Tang Xicheng (1924–1993), a member of the Chinese Theatre Association, director of the Henan Theatre Association. The achievements of his artistic achievements contributed to the highest peak of the male character in Henan opera and Mr. Tang is a master of Henan opera.

Li Sizhong (1921–1996), a famous master of the Henan opera, the representative of the Heilian performer ("male character with darkish painted face") of Henan Opera.
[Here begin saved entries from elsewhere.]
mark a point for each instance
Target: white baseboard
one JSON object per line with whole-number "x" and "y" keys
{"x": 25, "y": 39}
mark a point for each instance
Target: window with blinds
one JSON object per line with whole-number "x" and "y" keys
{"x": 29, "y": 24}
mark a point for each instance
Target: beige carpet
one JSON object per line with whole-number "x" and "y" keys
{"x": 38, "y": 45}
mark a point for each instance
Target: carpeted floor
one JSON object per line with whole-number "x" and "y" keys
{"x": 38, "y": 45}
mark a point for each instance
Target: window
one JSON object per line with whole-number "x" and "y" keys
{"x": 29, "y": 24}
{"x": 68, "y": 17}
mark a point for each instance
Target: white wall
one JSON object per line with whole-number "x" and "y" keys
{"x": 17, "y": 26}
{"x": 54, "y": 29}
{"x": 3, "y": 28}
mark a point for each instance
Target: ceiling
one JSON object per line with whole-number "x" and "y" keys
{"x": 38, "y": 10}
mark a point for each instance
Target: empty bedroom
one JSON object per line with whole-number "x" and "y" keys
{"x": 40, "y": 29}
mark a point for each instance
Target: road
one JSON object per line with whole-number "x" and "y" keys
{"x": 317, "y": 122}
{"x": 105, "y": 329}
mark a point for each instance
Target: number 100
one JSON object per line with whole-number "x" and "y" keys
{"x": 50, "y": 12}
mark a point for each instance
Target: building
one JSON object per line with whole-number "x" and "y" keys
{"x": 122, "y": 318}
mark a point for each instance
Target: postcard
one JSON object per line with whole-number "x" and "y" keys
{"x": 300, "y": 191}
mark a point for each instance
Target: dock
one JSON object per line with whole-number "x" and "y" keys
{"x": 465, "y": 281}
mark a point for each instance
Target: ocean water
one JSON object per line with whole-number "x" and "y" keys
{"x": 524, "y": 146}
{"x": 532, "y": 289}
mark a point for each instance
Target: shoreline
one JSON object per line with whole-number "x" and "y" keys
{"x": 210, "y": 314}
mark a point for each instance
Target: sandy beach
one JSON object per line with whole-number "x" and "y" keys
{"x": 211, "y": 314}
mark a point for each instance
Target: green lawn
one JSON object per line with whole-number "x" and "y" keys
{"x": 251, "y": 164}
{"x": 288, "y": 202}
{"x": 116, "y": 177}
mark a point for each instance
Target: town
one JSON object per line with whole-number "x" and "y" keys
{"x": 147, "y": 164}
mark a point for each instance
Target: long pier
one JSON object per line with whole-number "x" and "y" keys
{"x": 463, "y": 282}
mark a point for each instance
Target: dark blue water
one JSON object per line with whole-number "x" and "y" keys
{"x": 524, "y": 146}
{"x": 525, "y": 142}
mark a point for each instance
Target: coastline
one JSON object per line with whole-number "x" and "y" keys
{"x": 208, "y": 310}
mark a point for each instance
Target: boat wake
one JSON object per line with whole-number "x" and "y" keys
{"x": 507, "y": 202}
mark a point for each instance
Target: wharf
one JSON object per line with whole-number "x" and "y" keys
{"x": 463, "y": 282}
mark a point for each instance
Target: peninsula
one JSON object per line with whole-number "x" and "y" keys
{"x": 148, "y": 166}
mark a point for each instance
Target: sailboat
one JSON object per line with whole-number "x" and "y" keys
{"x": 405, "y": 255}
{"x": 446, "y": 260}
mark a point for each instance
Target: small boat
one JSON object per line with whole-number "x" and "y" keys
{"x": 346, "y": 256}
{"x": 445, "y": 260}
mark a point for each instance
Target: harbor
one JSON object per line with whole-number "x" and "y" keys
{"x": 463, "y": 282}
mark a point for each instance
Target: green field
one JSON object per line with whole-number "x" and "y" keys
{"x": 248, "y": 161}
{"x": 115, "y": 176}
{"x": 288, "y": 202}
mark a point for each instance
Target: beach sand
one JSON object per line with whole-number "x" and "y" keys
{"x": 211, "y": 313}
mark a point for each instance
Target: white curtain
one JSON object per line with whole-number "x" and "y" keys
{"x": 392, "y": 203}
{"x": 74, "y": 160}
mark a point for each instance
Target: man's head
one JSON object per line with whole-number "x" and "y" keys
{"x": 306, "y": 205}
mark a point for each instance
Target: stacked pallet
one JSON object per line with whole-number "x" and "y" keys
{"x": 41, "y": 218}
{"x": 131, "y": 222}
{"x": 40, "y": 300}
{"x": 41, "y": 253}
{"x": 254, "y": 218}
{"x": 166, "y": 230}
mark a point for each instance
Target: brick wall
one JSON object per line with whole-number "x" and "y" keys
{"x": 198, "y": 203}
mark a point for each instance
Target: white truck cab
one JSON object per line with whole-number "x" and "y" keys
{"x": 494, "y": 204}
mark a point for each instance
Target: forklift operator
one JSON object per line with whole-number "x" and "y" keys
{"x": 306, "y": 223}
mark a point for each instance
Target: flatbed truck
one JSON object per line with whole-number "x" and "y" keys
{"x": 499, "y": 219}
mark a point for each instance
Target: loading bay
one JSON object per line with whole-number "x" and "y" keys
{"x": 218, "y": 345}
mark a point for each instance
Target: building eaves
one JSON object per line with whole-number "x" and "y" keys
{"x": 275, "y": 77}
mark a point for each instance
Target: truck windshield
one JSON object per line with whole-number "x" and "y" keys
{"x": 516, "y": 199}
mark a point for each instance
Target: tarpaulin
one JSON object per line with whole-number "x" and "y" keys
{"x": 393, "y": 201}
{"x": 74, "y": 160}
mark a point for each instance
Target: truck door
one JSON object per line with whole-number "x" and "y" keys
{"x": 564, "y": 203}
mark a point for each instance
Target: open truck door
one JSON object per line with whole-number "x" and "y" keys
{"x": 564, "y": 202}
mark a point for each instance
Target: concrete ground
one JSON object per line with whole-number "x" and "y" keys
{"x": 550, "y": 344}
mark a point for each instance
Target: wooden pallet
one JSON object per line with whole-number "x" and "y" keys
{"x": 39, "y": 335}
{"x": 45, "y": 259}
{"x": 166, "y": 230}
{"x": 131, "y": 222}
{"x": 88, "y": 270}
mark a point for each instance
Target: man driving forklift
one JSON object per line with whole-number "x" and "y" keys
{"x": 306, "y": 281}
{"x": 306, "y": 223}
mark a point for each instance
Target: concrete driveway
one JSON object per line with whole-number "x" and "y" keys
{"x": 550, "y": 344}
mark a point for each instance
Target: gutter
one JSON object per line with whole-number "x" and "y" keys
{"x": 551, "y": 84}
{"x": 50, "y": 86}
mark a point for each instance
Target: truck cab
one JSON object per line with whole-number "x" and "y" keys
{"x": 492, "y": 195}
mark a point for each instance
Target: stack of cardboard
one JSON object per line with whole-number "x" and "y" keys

==Status quo and suggested solutions==

As an important local opera genre among the numerous non-material cultural heritage related Chinese operas, however, Henan opera are facing a hard situation on the protection and development. As many other local operas, the future of Henan Opera is worrying due to the influence of commodity economy and the impact of modern lifestyles. The number of plays and urban audience has reduced, and the rural audience is dominated by the elderly. As for suggestions to improve the hard situation, Henan opera can establish a mutual benefit with tourism resource to appeal more audience. At the same time, the exploration and research of Henan opera materials can be enriched, the investment in the development of Henan opera can be increased, and the productization of Henan Opera tourism meets the need of the times. There are some specific strategies such as strengthening the tourism propaganda of Henan opera, building the characteristic brand of Henan opera culture, developing the Henan opera tourism experience project, holding the Henan opera festival, Cultivating the new force of Henan opera tourism, and exploring various development model of Henan opera tourism.